I’m not a fan of Facebook. I think it’s too invasive, and I worry that my personal information is being sold to the highest bidder (and maybe even that they’re already selling it). But I don’t want to delete my account, because then I’ll miss out on all these cool new features. So I have this awkward hybrid status where I’m not really an active member, but I can check in occasionally when I feel like it.
When I was young, I used to make notes for myself. Notes about what I wanted to do or who I wanted to be with. It helped me figure things out, and kept me grounded. Nowadays, I’ve got my phone, but sometimes I miss writing something down.
So last week, I decided to try out the new app called Privnote. It’s basically a secret note-taking tool, but you post them publicly on Facebook so other people can see how you’re feeling. The idea is that you write in there at the times when you need help remembering how you’re feeling. You might say “I’m feeling sad” or “this guy doesn’t respect me”. Other people can read those posts and help you figure out why you’re upset.
I tried it out, and it worked for me. I wrote one note saying “I’m feeling lonely”, which made me feel better. I wrote another one saying “I’m feeling embarrassed”, which made me realize just how ridiculous some of my social media habits are. And I wrote one saying “I’m feeling stressed”, which made me remember the importance of taking a break from technology every now and again.
Here are three tips for using Privnote effectively!

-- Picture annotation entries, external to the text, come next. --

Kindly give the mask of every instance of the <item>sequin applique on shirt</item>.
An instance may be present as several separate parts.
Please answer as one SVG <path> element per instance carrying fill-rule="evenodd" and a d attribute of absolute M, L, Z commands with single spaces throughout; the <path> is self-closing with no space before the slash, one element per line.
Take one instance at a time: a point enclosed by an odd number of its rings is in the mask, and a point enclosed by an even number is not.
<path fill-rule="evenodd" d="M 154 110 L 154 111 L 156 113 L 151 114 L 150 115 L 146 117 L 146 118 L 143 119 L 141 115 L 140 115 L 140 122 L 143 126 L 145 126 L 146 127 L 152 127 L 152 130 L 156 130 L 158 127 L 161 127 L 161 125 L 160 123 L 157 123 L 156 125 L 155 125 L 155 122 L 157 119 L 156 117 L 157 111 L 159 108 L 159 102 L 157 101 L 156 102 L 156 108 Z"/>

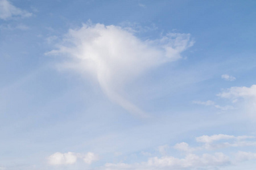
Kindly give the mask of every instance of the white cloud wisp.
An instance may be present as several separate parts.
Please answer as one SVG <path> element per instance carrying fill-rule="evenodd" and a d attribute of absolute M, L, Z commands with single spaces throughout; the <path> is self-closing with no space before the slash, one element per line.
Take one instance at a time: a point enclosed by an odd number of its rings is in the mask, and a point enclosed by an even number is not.
<path fill-rule="evenodd" d="M 32 14 L 17 8 L 7 0 L 0 0 L 0 19 L 7 20 L 14 16 L 27 18 Z"/>
<path fill-rule="evenodd" d="M 48 164 L 52 165 L 73 164 L 78 159 L 83 159 L 84 162 L 90 164 L 92 162 L 98 160 L 97 155 L 93 152 L 86 154 L 68 152 L 67 153 L 56 152 L 48 158 Z"/>
<path fill-rule="evenodd" d="M 126 83 L 146 70 L 177 60 L 193 41 L 189 34 L 168 33 L 160 39 L 142 41 L 120 27 L 84 24 L 71 29 L 58 49 L 47 54 L 62 54 L 70 60 L 63 66 L 92 77 L 109 98 L 141 117 L 147 114 L 126 99 Z"/>

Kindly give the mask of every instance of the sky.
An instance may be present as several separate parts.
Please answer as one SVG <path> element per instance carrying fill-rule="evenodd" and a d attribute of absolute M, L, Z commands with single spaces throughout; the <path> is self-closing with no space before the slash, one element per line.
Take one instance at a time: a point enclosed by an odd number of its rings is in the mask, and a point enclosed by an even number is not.
<path fill-rule="evenodd" d="M 0 0 L 0 170 L 255 169 L 255 7 Z"/>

1) Use it to get emotional support.
Privnote is designed to help you manage your emotions. That means that you should use it during the times when you need help dealing with your feelings. I find that this helps you stay focused. There’s no point writing a blog post if you don’t know why you’re doing it. When you’re feeling anxious or depressed, your brain doesn’t work properly. Your thoughts become convoluted, and you start thinking irrational things. In order to solve problems, we need to be able to analyze our emotions and come up with solutions. If we can’t do that, we risk getting stuck in a loop of negative emotions.

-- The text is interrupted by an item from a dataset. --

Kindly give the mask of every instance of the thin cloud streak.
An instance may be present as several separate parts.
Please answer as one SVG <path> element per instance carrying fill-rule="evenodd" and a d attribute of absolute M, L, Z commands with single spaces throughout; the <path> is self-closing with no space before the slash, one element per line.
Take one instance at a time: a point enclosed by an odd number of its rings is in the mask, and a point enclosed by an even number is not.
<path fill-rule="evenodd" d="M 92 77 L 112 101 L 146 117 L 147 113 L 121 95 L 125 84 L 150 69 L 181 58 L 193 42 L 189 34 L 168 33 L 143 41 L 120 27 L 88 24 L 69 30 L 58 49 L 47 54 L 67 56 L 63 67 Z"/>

It’s important to realize that emotions aren’t always bad. They can actually be useful! For example, if you’re feeling anxious, you’re probably going to be less likely to procrastinate. If you’re feeling depressed, you’re probably going to put more effort into finding a job. If you’re feeling ashamed, you may be tempted to change certain aspects of your life. Emotions aren’t inherently good or bad; it depends on how you choose to respond to them.
In terms of Privnote, that means that you shouldn’t post anything about your negative emotions unless you also plan to take action to solve them.

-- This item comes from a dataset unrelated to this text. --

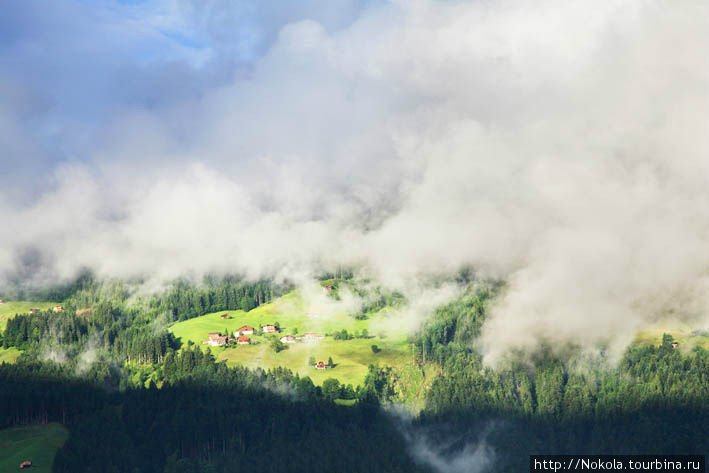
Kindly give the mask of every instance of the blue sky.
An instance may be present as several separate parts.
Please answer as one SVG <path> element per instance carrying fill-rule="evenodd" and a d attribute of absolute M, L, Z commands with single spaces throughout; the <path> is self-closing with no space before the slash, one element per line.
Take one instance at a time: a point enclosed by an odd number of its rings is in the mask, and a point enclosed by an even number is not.
<path fill-rule="evenodd" d="M 346 27 L 365 0 L 9 0 L 0 16 L 0 182 L 67 159 L 123 109 L 195 100 L 248 71 L 286 24 Z"/>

2) Post your positive emotions as well.
While you should only share information about your negative emotions, you should still share your positive emotions. After all, we all experience happiness, and it’s important to acknowledge it. I wrote a few notes about my experiences of joy, and I found that sharing those experiences helped me keep perspective.
3) Share your thoughts and insights anonymously.
The major advantage of using the Privnote for the users is that the person can use them for just 30 days of the time. Even if the person wishes to increase the period, they can consult with the authorities and complete the work on time. They will just have to fill the form and complete the process and they will get the extended period in no time.
This is especially helpful for people who are struggling with their emotions. By posting anonymous notes, you give yourself permission to express whatever kind of emotions you want without worrying whether anyone will judge you. You’re telling the world that you’re comfortable with sharing your feelings because you believe that everyone has the right to share theirs. This lets people know that they should feel safe enough to post their own notes too.
And once you’ve posted a note, you can always go back and edit it. For example, if someone shares a note saying “I’m feeling scared”, you could tell them that you’d prefer that they didn’t write that – if they did, they should consider changing their wording.
There are a bunch of great uses for Privnote beyond managing your emotions. You can use it to brainstorm ideas, organize events, and communicate with others. It’s a great tool for students who struggle with keeping track of assignments, and it’s easy to use. Basically, it can help you achieve whatever goals you set for yourself.